Summary Background Bronchial asthma is traditionally characterized by chronic allergic inflammation, including eosinophilia and elevated Th2 cytokines. Recently, IL ‐17‐derived neutrophil infiltration was shown to correlate with asthma severity and airway remodelling. Objective To investigate the role of IL ‐17‐derived neutrophils in airway remodelling in chronic bronchial asthma. Methods We utilized house dust mite antigen‐induced mouse models of asthma.

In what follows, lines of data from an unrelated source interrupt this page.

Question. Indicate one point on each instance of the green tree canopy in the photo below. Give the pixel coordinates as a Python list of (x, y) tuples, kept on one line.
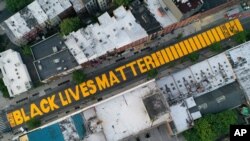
[(33, 123), (79, 77), (69, 25), (212, 126), (16, 5)]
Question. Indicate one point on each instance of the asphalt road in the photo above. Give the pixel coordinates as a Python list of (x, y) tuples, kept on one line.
[(130, 79)]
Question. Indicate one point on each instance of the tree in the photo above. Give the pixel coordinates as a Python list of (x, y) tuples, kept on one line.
[(211, 126), (16, 5), (240, 37), (4, 89), (33, 123), (69, 25), (193, 57), (216, 47), (79, 77), (152, 73), (122, 2), (26, 50)]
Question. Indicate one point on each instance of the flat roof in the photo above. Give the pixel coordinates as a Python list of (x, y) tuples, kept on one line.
[(55, 64), (187, 5), (15, 74), (97, 39), (197, 79), (35, 14), (224, 98), (126, 114), (240, 57), (17, 25), (48, 46), (166, 19), (52, 8), (180, 116), (144, 17), (155, 106)]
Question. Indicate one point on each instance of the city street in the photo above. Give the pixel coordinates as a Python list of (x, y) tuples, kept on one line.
[(131, 80)]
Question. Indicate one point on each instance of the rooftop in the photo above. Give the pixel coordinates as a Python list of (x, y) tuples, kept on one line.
[(240, 59), (112, 32), (197, 79), (52, 8), (187, 5), (15, 73), (181, 117), (55, 64), (35, 14), (224, 98), (155, 106), (164, 17), (144, 17), (118, 115), (45, 48), (52, 57)]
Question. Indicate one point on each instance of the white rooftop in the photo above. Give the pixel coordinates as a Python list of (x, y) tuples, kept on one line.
[(95, 137), (77, 5), (112, 32), (69, 130), (41, 11), (37, 12), (198, 79), (15, 74), (166, 19), (240, 57), (190, 102), (17, 25), (180, 116), (125, 115), (54, 7)]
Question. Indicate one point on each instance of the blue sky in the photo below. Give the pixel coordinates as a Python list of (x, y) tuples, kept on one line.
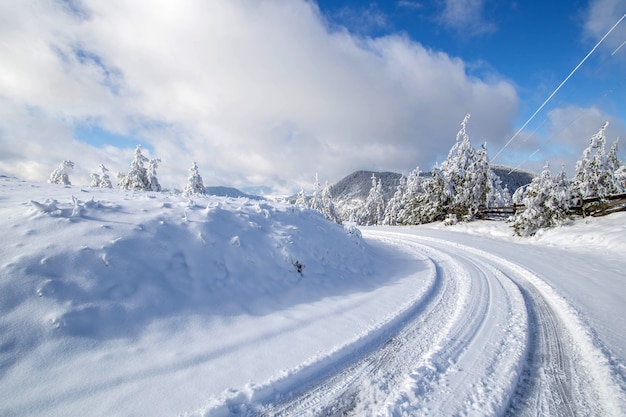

Intranasal sensitization and chronic antigen challenge caused a mixed allergic inflammation that included eosinophils and neutrophils (Mix‐in group). We neutralized IL ‐17 and fibroblast growth factor ( FGF ‐2) and investigated the mechanism of airway remodelling in the Mix‐in group. Results The Mix‐in group displayed neutrophilic infiltration and high levels of IL ‐17 in lung tissue. The Mix‐in group also exhibited more bronchial smooth muscle hyperplasia. IL ‐17 neutralization decreased the magnitude of all of these effects in the Mix‐in group. Antibody arrays revealed an increase in FGF ‐2 in the Mix‐in Group relative to the Eo‐ip group, and FGF ‐2 elevation was associated with smooth muscle hypertrophy/hyperplasia. High concentrations of neutrophil elastase enhanced E‐cadherin/β‐catenin signalling in bronchial epithelial cells. Neutrophil elastase inhibitor treatment decreased FGF ‐2 production and E‐cadherin/β‐catenin signalling, which inhibited smooth muscle hyperplasia. Conclusion The IL ‐17/neutrophil axis may play an important role in airway remodelling by contributing to smooth muscle hypertrophy/hyperplasia in mixed allergic inflammation and accordingly represents an attractive therapeutic target for severe asthma.